Another limitation of our study is the lack of information about the stage of the tobacco epidemic across the different countries . This information could help to better understand the relationships studied. Lopez et al.  already suggested that smoke-free public places and transports are common achievements at stage III of the epidemic but not smoke-free workplaces that are implemented later at stage IV. The use of self-reported data from questionnaires could be a source of bias, although self-reports on smoking status have acceptable validity . On the other hand, the delay between the TCS (from 2007) and the Eurobarometer survey (from the end of 2008) provides an adequate time-frame (less than two years) to observe the potential effects of tobacco control policies on smoking behaviour and self-reported exposure to SHS. Finally, the small sample size in each country and the lack of information about the number of cigarettes smoked per day and number of hours exposed to SHS at home could be another limitation. However, the sample design of the Eurobarometer guarantees the representativeness by country .
In conclusion, this study shows at the ecological level that countries with higher score in the TCS have higher support towards smoking bans in workplaces.

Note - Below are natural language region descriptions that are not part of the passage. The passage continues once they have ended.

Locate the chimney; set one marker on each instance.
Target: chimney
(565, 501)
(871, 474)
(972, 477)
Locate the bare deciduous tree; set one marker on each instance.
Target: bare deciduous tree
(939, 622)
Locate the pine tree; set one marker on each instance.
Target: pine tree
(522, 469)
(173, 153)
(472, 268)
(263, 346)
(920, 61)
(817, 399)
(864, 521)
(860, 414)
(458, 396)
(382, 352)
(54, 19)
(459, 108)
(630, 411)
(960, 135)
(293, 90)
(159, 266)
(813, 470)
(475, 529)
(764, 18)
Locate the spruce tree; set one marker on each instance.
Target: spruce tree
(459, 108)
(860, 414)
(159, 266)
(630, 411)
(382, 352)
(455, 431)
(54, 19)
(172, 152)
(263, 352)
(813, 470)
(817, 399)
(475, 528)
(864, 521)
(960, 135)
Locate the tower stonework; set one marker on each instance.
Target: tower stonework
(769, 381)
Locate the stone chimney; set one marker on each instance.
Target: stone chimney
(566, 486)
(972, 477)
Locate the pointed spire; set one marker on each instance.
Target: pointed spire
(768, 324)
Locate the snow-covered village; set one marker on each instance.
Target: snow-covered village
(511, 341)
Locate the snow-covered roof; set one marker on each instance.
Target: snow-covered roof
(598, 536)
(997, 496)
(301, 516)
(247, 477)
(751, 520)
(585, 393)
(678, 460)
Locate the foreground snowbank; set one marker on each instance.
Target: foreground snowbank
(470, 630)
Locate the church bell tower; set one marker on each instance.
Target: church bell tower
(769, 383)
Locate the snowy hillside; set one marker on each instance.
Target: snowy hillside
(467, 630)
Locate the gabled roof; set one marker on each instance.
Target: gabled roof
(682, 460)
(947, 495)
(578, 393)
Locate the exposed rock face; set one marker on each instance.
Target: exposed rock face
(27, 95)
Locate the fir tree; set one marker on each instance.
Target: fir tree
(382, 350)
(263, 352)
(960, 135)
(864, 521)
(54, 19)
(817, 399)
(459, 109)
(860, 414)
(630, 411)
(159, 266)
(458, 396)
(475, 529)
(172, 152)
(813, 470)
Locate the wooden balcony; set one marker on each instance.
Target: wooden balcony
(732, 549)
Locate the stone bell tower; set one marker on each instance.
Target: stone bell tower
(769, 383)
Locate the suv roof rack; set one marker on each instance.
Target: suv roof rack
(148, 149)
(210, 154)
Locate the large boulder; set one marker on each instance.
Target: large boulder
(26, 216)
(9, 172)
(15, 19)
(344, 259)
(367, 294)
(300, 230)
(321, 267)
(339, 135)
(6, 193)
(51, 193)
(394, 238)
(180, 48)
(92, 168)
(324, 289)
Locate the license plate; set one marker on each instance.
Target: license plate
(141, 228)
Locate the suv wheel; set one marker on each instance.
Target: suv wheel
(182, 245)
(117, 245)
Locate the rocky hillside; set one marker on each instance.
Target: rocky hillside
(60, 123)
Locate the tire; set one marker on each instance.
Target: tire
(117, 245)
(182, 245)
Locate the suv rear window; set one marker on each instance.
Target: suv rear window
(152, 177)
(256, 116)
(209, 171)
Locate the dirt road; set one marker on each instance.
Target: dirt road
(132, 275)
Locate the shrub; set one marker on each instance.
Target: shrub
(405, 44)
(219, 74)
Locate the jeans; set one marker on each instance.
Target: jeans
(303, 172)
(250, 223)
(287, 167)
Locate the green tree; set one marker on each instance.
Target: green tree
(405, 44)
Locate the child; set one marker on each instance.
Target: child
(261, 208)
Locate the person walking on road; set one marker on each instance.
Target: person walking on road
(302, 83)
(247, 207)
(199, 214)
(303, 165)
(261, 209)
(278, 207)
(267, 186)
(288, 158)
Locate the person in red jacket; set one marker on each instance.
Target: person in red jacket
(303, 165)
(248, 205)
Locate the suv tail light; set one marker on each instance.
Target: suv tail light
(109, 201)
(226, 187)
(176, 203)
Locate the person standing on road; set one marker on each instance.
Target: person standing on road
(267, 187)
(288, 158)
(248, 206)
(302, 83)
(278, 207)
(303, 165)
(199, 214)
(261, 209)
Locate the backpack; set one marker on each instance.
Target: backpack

Competing Interests: The authors have declared that no competing interests exist.
Funding: This project was funded by the Instituto de Salud Carlos III (the Thematic Network of Cooperative Research on Cancer, RD06/0020/0089) from the Government of Spain; the Ministry of Universities and Research (2009SGR192), Government of Catalonia; the “V Ayuda Enrique Nájera para jóvenes epidemiólogos” of the Spanish Society of Epidemiology funded by the Escuela Nacional de Sanidad; and a grant for short pre-doctoral research stays from the University of Barcelona. The funders had no role in study design, data collection and analysis, decision to publish, or preparation of the manuscript.